Oleh Jaenuri
Mungkin terdengar agak aneh sebutan kiai gentong, kiai ceret dan kiai talang. Namun demikianlah Wawan Suseta menyebutkan dalam bukunya Renungan Sufistik Islam-Jawa. Susetya membagi ketiga golongan kiai ini berdasarkan kedalaman ilmu dan kualitas spiritualnya. Lebih lanjut perbedaan ini didasarkan pula dari cara mereka berdakwah. Kiai gentong lebih ekslusif dibandingan kiai ceret dan talang.
Pertama, Kiai Gentong
Kata gentong biasanya dimaksudkan sebuah wadah yang diperuntukkan menampung air. Maka kiai gentong diartikan, “Seberapa banyak ilmu yang digali dari kiai tersebut bergantung dari keinginan dan kemampuan orang-orang yang datang kepadanya”. Kiai jenis ini adalah kiai yang kesehariannya selalu mendalami ilmu dan konsentrasi dalam membersihkan jiwa.
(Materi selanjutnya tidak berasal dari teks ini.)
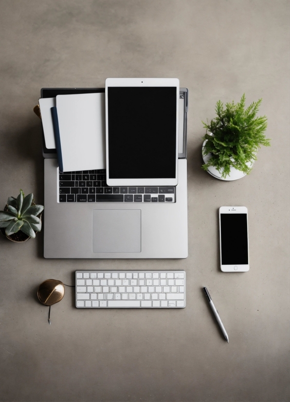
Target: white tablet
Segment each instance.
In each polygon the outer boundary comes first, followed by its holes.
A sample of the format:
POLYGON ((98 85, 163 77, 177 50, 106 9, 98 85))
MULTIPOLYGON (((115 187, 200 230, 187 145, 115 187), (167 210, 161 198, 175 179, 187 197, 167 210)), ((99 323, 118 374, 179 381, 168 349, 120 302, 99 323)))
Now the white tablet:
POLYGON ((179 80, 106 80, 107 183, 176 185, 179 80))

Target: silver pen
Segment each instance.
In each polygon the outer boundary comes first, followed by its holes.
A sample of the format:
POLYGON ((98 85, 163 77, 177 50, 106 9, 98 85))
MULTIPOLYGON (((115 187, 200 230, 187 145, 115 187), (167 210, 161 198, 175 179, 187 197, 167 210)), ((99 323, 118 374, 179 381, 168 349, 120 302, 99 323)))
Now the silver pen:
POLYGON ((223 326, 223 323, 221 322, 221 320, 219 318, 219 316, 218 315, 218 310, 216 309, 215 307, 215 305, 214 304, 214 302, 212 300, 212 298, 210 296, 210 294, 208 292, 208 291, 205 287, 205 286, 203 287, 203 290, 204 291, 204 293, 206 295, 206 298, 208 300, 208 302, 209 303, 209 305, 211 306, 212 310, 214 314, 215 314, 215 317, 216 317, 216 319, 218 321, 218 323, 219 326, 219 328, 221 329, 221 332, 223 334, 223 336, 226 338, 226 340, 228 341, 228 343, 229 343, 229 337, 228 336, 228 334, 227 333, 227 331, 225 329, 225 328, 223 326))

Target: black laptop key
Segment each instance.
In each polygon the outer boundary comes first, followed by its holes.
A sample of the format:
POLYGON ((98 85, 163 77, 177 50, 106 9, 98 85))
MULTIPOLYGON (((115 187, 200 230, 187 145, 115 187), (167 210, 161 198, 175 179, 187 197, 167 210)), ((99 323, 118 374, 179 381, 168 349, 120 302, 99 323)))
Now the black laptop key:
POLYGON ((61 187, 59 189, 60 194, 70 194, 71 188, 70 187, 61 187))
POLYGON ((145 187, 145 194, 158 194, 158 187, 145 187))
POLYGON ((159 187, 159 193, 160 194, 163 193, 166 193, 166 194, 174 194, 174 187, 159 187))
POLYGON ((123 194, 96 194, 96 202, 123 202, 124 201, 123 194))
POLYGON ((77 194, 76 201, 78 202, 86 202, 87 194, 77 194))
POLYGON ((104 187, 96 187, 96 194, 103 194, 104 187))
POLYGON ((72 175, 59 175, 60 180, 71 180, 72 175))
POLYGON ((74 187, 74 182, 59 182, 59 187, 74 187))
POLYGON ((71 194, 79 194, 80 188, 78 187, 72 187, 71 189, 71 194))
POLYGON ((127 194, 125 196, 124 201, 125 202, 133 202, 133 196, 127 194))

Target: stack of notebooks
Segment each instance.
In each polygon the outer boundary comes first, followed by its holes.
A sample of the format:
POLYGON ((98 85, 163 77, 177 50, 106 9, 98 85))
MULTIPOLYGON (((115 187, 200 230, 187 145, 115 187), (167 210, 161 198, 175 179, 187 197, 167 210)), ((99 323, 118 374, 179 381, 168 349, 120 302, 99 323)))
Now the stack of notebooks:
POLYGON ((105 93, 40 98, 46 147, 56 148, 61 172, 106 168, 105 93))

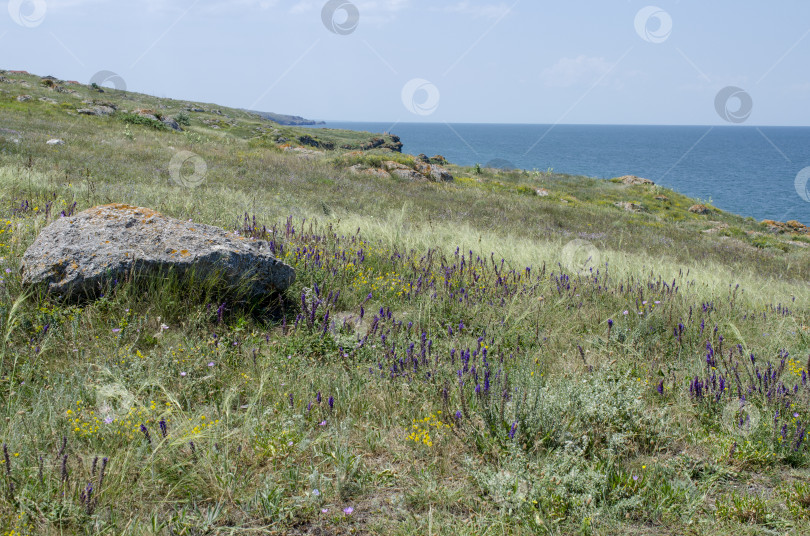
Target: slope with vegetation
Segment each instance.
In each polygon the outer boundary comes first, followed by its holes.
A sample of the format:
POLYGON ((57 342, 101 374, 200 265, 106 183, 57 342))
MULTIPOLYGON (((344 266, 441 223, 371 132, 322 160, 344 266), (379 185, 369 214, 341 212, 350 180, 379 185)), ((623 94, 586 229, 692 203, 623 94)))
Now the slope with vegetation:
POLYGON ((373 137, 2 75, 0 533, 806 530, 807 235, 654 185, 351 171, 418 166, 373 137), (271 241, 283 311, 22 287, 45 225, 111 202, 271 241))

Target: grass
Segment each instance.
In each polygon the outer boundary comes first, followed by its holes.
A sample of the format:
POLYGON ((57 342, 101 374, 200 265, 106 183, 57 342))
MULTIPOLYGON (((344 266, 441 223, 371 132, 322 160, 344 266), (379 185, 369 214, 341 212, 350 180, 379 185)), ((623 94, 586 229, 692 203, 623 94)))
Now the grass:
POLYGON ((211 105, 179 133, 76 116, 188 106, 4 76, 0 534, 805 530, 801 237, 659 187, 357 175, 412 159, 211 105), (181 150, 197 188, 170 178, 181 150), (109 202, 272 237, 289 307, 171 279, 82 306, 22 287, 38 232, 109 202))

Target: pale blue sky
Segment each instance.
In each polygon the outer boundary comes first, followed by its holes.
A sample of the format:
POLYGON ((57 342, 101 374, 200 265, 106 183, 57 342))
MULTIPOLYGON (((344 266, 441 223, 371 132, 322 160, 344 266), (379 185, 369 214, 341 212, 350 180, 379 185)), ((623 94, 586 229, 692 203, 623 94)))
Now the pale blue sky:
POLYGON ((354 0, 342 35, 325 0, 12 0, 0 68, 392 123, 721 125, 735 86, 744 124, 810 125, 810 2, 653 1, 354 0))

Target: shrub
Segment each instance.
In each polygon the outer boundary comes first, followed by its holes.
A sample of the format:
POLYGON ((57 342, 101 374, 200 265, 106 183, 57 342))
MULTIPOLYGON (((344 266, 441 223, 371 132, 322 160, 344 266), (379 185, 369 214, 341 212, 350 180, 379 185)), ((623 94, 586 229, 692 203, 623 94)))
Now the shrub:
POLYGON ((125 123, 129 123, 132 125, 144 125, 147 127, 152 127, 155 130, 168 130, 169 128, 166 125, 164 125, 162 121, 133 113, 121 114, 121 119, 125 123))

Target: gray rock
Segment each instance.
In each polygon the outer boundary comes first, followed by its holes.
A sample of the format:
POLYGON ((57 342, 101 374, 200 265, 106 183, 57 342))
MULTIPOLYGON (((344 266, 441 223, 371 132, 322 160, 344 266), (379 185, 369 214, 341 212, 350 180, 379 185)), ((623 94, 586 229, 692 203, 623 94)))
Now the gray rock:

Jenis kiai ini tidak suka menampakkan dirinya untuk dikenal apalagi mencari kemasyhuran. Pribadinya yang haus akan kedeketannya dengan Allah menjadikan ia istiqamah menempuh jalannya dengan memperdalam ilmu dan ibadah. Tujuan hidupnya adalah menghabiskan usianya untuk mengabdi kepada Allah dengan jalan ta’lim al-muta’allim dan berjuang meneruskan perjuangan para nabi dan rasul. Orientasi hidupnya adalah akhirat. Bahkan tidak tergoda dengan kemewahan dunia beserta kemasyhurannya.
Di era sekarang ini mungkin sudah sangat langka ditemui jenis kiai gentong. Apalagi dengan semakin berkembangnya teknologi, untuk menutup diri rasanya sesuatu yang sangat tidak mungkin. Ketika ada sosok yang dianggap alim, allamah (sangat ahli dalam ilmu agama), pasti media langsung mengekspos sehingga langsung terkenal.
Namun tidak bisa juga kita bersuudhan (berburuk sangka), karena masalah niat dan tujuan adalah urusan hati subjek (pelaku). Tidak ada yang tahu hati seseorang, walau dia terkenal dimana-mana, nama dan gambarnya terpampang di setiap sudut kota hingga ke pelosok desa, tetapi hatinya memang murni bersih karena mengharap ridhanya Allah.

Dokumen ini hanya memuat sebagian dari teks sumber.